Tennessee just passed a bill to stop same-sex parents from adopting

Adoption

The Tennessee state senate has started out the year by signing a bill that will allow faith-based adoption and foster agencies the ability to discriminate against LGBT+ people.

The bill declares that no licensed adoption agency would be required to participate in a child placement with an LGBT+ family if doing so would “violate the agency’s written religious or moral convictions or policies”.

Some faith-based agencies in Tennessee already do not allow gay couples to adopt, but this move would provide legal protections to those agencies, as well as ensuring government funding.

The measure was first passed by the Republican-controlled senate in April last year, and on Tuesday, January 14, Tennessee governor Bill Lee announced that he would be signing the bill into law, ignoring the many warnings of the possible negative consequences for the state’s reputation.

Before the Senate vote, Lee reportedly said he had not even read the two-page bill.

Just one Republican, state senator Steve Dickerson, joined the senate’s five Democrats in opposition of the bill. “We are off to a fine start this session,” he joked.

He raised concern that it would allow certain groups to place restrictions on the families where adoptive or foster children could be sent, saying: “I expect that waiting list to increase somewhat.”

He added: “This will have a direct fiscal impact on the state, not to mention the humanitarian impact and emotional impact on those children who … will now be in a foster setting for a longer time.”

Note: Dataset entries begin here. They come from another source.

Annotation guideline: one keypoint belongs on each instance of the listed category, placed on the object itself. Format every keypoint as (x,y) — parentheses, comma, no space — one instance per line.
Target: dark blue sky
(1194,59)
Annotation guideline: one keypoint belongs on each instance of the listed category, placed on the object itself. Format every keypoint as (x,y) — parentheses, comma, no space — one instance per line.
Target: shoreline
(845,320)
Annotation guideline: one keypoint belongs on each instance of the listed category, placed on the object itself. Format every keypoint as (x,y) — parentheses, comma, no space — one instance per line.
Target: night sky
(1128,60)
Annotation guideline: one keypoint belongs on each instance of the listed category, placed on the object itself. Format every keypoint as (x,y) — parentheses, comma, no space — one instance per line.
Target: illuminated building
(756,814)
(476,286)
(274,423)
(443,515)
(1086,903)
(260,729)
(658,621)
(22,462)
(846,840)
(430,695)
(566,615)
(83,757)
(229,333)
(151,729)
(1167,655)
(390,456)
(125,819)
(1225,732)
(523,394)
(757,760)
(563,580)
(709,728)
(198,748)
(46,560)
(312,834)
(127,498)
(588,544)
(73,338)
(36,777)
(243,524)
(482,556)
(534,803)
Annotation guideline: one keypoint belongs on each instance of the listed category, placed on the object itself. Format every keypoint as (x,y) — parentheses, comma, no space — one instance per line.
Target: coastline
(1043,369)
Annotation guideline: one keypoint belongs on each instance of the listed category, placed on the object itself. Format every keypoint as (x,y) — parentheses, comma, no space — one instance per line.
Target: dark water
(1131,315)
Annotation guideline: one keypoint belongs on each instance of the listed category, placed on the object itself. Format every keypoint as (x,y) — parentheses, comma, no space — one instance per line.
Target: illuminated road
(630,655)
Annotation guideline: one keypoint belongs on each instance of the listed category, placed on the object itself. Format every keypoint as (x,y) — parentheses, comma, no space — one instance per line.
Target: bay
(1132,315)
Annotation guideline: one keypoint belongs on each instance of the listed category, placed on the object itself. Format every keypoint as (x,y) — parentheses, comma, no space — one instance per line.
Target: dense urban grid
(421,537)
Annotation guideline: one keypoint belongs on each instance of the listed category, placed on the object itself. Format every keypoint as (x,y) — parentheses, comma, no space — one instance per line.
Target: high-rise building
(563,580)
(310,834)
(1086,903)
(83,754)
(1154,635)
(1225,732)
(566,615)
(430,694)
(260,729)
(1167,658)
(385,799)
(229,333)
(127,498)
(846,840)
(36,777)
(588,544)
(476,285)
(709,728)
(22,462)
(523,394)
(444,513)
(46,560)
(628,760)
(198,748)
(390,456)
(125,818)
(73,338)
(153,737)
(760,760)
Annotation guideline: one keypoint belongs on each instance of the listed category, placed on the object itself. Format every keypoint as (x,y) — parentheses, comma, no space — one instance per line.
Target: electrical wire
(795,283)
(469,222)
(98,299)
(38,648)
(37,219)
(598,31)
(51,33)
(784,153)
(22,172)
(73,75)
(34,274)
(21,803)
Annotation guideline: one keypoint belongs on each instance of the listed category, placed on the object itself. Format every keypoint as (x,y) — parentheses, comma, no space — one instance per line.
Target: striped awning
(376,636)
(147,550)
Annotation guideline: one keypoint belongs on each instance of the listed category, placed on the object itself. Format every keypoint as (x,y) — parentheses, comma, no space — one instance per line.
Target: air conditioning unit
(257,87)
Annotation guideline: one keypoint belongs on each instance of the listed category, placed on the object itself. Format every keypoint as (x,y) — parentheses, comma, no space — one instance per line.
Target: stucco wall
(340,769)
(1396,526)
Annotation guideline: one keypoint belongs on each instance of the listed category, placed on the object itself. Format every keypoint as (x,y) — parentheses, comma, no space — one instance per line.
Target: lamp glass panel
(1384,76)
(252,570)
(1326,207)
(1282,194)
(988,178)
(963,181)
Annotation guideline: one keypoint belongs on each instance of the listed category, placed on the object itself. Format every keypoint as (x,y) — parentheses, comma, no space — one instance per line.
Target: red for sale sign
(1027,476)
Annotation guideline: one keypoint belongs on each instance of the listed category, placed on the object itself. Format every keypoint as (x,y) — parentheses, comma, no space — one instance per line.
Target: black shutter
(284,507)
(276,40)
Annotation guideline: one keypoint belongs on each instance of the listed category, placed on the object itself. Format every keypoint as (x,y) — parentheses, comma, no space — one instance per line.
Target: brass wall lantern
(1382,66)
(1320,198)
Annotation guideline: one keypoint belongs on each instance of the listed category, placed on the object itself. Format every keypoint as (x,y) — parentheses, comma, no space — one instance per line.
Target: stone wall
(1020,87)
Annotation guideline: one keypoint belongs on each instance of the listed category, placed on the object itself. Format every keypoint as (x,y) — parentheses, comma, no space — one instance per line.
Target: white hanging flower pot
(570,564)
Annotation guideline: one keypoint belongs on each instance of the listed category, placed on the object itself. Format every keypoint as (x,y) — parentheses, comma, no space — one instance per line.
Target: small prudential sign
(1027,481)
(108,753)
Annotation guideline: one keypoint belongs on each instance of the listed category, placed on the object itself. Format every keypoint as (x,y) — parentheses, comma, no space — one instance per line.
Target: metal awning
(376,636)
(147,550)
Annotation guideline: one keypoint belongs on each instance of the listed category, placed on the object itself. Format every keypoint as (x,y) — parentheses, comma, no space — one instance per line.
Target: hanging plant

Tennessee is now one of several other states to have enacted similar legislation against LGBT+ couples, including Kansas, Oklahoma, Texas, Alabama, South Dakota, Virginia and Michigan.

“This bill is solely about freedom,” claimed senator Paul Rose, the Republican sponsor of the bill.

He conceded that the bill wasn’t actually necessary as the Trump administration is already proposing a rule that would impose the same measures, but he is advancing the bill anyway in the event that Trump is not reelected this year.